Because books are expensive and I like to think of myself as a frugal person (I say as I look at the beautiful, expensive, hardcover books on my shelf) And while I love my cheap ebooks, I really, really love having physical copies of my favorite books. And I’m basically a broke college student. So when I set out to buy my favorite paperback or hardcover, I go looking for the cheapest option.
“You can never get a cup of tea large enough or a book long enough to suit me.”
Local libraries are the number 1 best place to read books in my opinion. They’re free and have huge selections (and often you can request books from other libraries so basically you have an infinite selection). Not to mention libraries are a wealth of resources as well. They have movies and audiobooks, they have activities and book clubs, and librarians can help you with almost anything. And libraries are a safe place where you can never get bored.
Thrift Books is my number 2 choice for cheap books. You can buy books used or new for a few bucks off the listed price. And they always have a discount going on, so you can usually get ten or fifteen percent off your order.
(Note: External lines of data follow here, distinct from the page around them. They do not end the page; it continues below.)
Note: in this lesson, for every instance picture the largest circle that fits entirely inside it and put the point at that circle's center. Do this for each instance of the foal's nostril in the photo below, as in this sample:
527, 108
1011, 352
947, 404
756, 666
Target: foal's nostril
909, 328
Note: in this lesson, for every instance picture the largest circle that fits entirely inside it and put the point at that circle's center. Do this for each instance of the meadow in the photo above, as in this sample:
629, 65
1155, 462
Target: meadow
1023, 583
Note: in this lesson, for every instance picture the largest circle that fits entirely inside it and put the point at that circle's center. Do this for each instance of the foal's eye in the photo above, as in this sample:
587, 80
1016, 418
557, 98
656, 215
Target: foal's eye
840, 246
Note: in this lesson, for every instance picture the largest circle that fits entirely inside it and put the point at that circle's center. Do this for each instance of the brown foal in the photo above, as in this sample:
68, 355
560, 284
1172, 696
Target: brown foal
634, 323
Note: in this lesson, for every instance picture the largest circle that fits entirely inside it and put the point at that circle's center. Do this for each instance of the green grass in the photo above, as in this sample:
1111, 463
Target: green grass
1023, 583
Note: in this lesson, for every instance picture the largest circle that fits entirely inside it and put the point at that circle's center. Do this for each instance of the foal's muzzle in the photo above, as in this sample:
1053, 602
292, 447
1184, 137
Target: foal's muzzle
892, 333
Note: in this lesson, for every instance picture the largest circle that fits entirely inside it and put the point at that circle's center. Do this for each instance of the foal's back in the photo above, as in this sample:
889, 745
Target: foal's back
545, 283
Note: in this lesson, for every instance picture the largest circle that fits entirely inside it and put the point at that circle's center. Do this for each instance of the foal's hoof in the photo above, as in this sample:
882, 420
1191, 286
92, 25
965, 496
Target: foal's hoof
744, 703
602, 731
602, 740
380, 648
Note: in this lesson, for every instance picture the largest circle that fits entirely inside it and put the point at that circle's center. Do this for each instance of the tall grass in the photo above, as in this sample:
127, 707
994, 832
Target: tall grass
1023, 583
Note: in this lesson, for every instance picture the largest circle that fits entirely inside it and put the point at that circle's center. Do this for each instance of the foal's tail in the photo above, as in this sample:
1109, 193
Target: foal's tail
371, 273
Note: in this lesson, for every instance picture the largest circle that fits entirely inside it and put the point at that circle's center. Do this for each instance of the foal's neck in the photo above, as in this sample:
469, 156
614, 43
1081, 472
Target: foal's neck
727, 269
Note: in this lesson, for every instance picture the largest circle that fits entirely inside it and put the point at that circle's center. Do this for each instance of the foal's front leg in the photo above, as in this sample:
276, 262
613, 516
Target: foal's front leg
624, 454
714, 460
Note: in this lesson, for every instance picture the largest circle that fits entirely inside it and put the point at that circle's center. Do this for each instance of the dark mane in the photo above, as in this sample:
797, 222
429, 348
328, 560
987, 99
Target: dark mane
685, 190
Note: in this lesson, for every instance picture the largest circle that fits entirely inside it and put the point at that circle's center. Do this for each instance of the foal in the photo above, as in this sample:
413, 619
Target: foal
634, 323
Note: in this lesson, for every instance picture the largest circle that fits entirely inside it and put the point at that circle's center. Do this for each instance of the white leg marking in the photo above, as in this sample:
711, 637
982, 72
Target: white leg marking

Book Bub unfortunately only does discounts on ebooks and I find they have more adult romance books than anything else. But I have gotten dozens of free ebooks from here (which are sitting in my TBR. oops) If you subscribe to their newsletter, they’ll send you a list of discounted and FREE ebooks in your preferred genres every week.
Overdrive is a library for ebooks. You can use it to borrow ebooks from your library system. And you can download the free Libby app to read the books right on your phone. That way I can still read books even if I forget my Kindle (which I never have so far, but it’s a possibility and God forbid I have two minutes of free time where I’m not reading 🙂
Book Depository’s biggest turn off for me is how it’s now owned by Amazon. While I don’t boycott Amazon, I try to buy books from anywhere but Amazon simply because I don’t want Amazon to become the only available bookseller (cue dystopian nightmare music) However, Book Depository is still a cheap option that ships internationally and if you want to use it, go for it.
Local Thrift Store is a hit or miss kind of deal. Sometimes you’ll find a gem, sometimes you won’t. It’s a worth a try, but don’t go in expecting to find the book you want (but if you’re looking for any book of the Twilight Saga, you will find it.)
Book Outlet has a whole selection of YA books under $6 with some as low as a buck! And shipping is free on orders over $35. They also sell some used books as well. But be wary because some books may not come with the exact cover that is used on the product page. You can read more about that here.
Local Used Bookstores are a great way to support small businesses while also getting some crazy good deals on books. And you’ll meet other bookworms, so there really is no downside to this.
Goodreads always has a giveaway going and it costs literally nothing to enter a giveaway. There are both ebook and paperback options for giveaways. And if you have an account with Goodreads, it will alert you to giveaways on books that are on your to-read shelf which is a handy little feature.
Books a Million has so much more than just books. They have gifts for book lovers and Funko Pops and collectibles and more. They have hardcovers for $5 which is incredible! And you can find some great deals in their bargain book section with some books as low as $3. If you live near a BAM store, you can pick up your order for free.
So that’s my list of ten cheap/free ways to read books. And something I didn’t mention was places like NetGalley where you can request ARC books for free. The only downside is you have to review them which may not work for some people. So find a method that works for you (or two or three) and get to reading!